Vail Resorts, Park City Mountain’s parent company, recorded 20% fewer skiers across its portfolio of ski areas so far this winter compared to the 2024-2025 season.
In a Jan. 15 investor report, CEO Rob Katz attributed that to low snow, saying the Rocky Mountain region saw 60% less snow than the 30-year average. Utah alone has seen record low snowpack.
“We experienced one of the worst early season snowfalls in the western U.S. in over 30 years,” Katz said.
In all, Vail says it opened 11% of the terrain it owns in the Rockies in December.
“Early season conditions at our eastern U.S. ski areas were strong, which provided a partial offset to the broader weather headwinds and highlights the benefit of our geographically diverse network of resorts,” Katz said.
But he believes the weather in western U.S. will leave a mark on Vail’s balance sheet this season. The company is now predicting less resort revenue than it forecasted in September.
The 20% fewer skiers translated to about 15% less ski school revenue and 16% less dining revenue.
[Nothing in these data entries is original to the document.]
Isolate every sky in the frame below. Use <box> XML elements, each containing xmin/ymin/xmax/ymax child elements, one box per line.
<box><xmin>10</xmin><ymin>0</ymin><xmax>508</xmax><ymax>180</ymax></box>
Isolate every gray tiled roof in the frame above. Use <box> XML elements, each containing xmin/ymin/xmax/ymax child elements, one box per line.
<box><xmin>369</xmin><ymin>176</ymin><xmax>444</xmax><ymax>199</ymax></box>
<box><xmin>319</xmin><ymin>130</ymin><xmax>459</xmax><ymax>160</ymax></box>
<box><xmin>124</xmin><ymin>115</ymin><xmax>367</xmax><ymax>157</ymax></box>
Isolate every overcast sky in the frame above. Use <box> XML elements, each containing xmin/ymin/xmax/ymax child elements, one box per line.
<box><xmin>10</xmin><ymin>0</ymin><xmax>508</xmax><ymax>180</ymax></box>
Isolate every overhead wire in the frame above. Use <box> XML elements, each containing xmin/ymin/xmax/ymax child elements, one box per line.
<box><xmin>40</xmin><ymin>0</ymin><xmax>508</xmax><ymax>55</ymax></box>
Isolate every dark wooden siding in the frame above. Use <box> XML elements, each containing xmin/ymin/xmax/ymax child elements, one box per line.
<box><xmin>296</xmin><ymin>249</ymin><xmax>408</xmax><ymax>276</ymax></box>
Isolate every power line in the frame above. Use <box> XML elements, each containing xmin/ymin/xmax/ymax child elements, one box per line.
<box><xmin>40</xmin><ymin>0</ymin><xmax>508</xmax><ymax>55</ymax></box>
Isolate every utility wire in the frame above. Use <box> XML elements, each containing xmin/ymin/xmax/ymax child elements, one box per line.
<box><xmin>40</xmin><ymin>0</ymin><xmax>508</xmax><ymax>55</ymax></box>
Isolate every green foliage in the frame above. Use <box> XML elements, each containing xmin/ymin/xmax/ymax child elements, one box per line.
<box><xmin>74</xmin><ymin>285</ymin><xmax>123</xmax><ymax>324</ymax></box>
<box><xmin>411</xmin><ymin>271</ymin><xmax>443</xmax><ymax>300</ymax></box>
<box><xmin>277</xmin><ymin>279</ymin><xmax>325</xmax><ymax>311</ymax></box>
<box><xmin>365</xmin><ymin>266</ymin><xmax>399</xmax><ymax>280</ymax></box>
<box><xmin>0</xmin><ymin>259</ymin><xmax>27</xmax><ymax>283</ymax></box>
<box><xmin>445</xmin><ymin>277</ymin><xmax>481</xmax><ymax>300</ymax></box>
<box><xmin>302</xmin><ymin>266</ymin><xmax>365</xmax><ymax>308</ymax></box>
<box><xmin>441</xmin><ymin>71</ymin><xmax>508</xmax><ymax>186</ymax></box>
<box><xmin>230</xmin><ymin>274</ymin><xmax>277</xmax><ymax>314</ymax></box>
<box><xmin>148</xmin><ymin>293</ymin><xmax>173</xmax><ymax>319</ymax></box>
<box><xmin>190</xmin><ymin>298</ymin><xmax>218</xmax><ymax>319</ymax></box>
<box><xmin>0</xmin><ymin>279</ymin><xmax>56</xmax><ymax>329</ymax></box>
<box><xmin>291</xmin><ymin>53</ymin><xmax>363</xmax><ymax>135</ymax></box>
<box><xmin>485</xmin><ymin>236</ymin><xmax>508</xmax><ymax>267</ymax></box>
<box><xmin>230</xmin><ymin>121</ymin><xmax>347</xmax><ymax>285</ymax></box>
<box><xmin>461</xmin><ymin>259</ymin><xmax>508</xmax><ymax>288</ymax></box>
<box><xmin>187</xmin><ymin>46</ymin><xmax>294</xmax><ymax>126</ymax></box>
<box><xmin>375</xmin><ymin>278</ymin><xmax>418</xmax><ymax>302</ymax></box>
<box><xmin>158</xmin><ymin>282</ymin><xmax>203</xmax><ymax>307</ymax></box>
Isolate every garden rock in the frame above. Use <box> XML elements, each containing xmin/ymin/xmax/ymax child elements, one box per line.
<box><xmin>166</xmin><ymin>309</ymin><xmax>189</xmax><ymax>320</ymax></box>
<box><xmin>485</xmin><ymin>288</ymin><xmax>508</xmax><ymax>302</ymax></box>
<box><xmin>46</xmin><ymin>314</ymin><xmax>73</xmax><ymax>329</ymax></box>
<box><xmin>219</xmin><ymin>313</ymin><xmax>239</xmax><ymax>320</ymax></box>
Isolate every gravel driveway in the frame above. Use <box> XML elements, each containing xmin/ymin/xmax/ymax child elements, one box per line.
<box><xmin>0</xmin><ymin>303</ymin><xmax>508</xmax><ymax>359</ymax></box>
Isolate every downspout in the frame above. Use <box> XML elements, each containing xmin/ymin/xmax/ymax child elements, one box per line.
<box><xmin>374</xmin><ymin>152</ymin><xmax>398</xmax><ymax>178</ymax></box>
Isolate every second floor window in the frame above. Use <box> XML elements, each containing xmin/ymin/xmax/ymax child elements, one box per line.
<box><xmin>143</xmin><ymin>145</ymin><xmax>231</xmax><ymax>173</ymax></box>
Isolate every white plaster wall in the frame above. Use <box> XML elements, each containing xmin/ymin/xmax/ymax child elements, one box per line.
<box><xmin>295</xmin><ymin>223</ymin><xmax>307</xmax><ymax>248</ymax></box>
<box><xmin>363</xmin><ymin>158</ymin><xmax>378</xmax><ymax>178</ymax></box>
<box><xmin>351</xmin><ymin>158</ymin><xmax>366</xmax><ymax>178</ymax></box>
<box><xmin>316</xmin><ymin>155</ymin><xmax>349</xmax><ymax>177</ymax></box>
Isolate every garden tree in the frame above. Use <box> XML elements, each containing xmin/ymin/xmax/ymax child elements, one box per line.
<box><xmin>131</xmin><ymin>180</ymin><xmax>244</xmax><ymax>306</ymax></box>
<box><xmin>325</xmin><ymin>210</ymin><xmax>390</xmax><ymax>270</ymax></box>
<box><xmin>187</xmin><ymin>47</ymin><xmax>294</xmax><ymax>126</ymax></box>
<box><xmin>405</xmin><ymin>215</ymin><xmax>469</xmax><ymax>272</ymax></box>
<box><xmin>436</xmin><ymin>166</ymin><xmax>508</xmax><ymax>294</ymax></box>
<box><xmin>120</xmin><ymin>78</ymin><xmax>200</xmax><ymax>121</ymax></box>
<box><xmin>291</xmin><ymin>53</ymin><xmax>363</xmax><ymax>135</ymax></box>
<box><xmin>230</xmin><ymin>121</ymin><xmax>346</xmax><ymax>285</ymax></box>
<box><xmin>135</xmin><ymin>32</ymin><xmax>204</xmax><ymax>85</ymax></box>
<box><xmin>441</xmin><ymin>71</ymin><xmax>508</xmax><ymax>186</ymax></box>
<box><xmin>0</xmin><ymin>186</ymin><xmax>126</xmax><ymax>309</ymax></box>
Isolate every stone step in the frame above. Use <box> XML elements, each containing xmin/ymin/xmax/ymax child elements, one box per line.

Retail and rental sales weren’t hit as hard, reporting 6% less revenue so far this season compared to last.
And Vail gets much of its revenue up front from preseason Epic Pass sales.
So its overall “lift revenue,” which factors in season pass sales and daily lift tickets, is down less than 2% so far year-over-year.
Vail’s primary competitor and Deer Valley Resort’s parent company, Alterra Mountain Company, does not report similar data to shareholders since it is privately owned.
Vail Resorts’ EpicPromise foundation is a financial supporter of KPCW.